France suspends Afghan operations
The soldiers were shot dead by their Afghan counterpart in Tagab district earlier in the day. The suspected killer was apprehended, a brief statement from the International Security Assistance Force said.
A local security source confided to Pajhwok Afghan News that at least 15 other foreign troops were wounded in the shooting at a military base in the restive district.
Col. Asadullah Hamidi, a spokesman for the Kapisa police headquarters, said they had received information regarding the incident in Tagab. They were yet to have a detailed report, he added.
According to international media reports, French President Nicolas Sarkozy said the shooting raised the query of whether his country should step up the withdrawal of all its soldiers from Afghanistan.
The TF1 television channel quoted Sarkozy as telling diplomats in Paris: "The French Army is standing next to its allies, but we cannot accept that even one of our soldiers be killed or wounded by our allies."
He said of the shooting, the second against French servicemembers in less than a month: "It is unacceptable. I will not accept it." The French leader ordered his Defence Minister Gerard Longuet to visit Afghanistan to demonstrate support for the French contingent.
On Dec. 29, two French troopers were gunned down in Kapisa by a man in an Afghan army uniform. The attacker was shot dead by other French soldiers.

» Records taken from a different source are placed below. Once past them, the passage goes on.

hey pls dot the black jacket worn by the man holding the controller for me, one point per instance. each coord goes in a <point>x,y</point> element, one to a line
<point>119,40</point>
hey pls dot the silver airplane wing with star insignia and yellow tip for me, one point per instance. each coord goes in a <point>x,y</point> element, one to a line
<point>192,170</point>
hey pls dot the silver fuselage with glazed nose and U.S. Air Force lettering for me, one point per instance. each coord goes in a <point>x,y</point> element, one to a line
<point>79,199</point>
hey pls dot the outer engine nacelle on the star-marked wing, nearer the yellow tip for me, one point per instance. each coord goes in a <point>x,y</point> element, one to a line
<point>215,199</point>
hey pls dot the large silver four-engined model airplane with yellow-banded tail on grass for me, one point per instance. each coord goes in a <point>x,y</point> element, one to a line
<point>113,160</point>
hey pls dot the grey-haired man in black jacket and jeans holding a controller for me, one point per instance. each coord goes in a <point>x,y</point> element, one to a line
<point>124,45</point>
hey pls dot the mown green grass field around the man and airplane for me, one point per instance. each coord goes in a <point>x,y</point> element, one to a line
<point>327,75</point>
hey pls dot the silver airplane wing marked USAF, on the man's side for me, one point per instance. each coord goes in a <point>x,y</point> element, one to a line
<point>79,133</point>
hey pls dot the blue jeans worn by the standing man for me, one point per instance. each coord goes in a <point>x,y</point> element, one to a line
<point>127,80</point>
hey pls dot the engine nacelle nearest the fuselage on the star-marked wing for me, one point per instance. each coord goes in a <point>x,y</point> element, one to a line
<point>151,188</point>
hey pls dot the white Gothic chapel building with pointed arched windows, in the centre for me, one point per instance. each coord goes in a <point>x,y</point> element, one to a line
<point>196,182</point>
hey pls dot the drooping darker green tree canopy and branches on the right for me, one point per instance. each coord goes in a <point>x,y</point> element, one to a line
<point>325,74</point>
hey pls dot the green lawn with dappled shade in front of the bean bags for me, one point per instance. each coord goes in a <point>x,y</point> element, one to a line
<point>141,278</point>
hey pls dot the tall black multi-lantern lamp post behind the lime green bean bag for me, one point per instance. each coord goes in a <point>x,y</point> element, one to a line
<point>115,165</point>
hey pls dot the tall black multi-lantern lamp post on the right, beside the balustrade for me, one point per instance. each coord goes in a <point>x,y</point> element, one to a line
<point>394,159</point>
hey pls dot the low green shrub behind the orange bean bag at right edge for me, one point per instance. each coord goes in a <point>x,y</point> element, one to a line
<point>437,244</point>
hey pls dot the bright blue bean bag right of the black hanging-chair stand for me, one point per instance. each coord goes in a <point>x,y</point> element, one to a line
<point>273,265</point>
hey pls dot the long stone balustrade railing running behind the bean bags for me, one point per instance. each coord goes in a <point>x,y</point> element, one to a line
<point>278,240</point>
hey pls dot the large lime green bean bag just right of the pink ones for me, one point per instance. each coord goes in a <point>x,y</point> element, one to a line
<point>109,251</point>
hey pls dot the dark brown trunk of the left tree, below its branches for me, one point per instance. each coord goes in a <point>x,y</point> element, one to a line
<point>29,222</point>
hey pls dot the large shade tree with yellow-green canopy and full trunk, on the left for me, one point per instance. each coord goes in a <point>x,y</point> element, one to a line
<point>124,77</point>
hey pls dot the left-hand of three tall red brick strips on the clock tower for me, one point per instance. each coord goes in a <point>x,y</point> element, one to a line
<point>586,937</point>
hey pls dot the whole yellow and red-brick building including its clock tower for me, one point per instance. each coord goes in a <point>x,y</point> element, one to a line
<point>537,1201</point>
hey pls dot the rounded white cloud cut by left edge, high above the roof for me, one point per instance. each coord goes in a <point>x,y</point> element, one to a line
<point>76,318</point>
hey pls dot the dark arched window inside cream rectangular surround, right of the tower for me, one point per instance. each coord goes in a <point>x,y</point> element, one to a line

Longuet and army chief of staff Admiral Edouard Guillaud were directed to determine the circumstances of the latest attack on French troopers.
"Between now and then all training, joint combat operations by the French army are suspended," the president told the New Year ceremony. "If security conditions are not clearly established, the question of an early return of the French army will be asked."
Earlier in the month, an American soldier was killed when a man in an ANA uniform opened fire at a military centre in southeastern Afghanistan.
More than 50 foreign troops have been killed and as many wounded by their Afghan partners since 2005, according to data compiled by USA Today.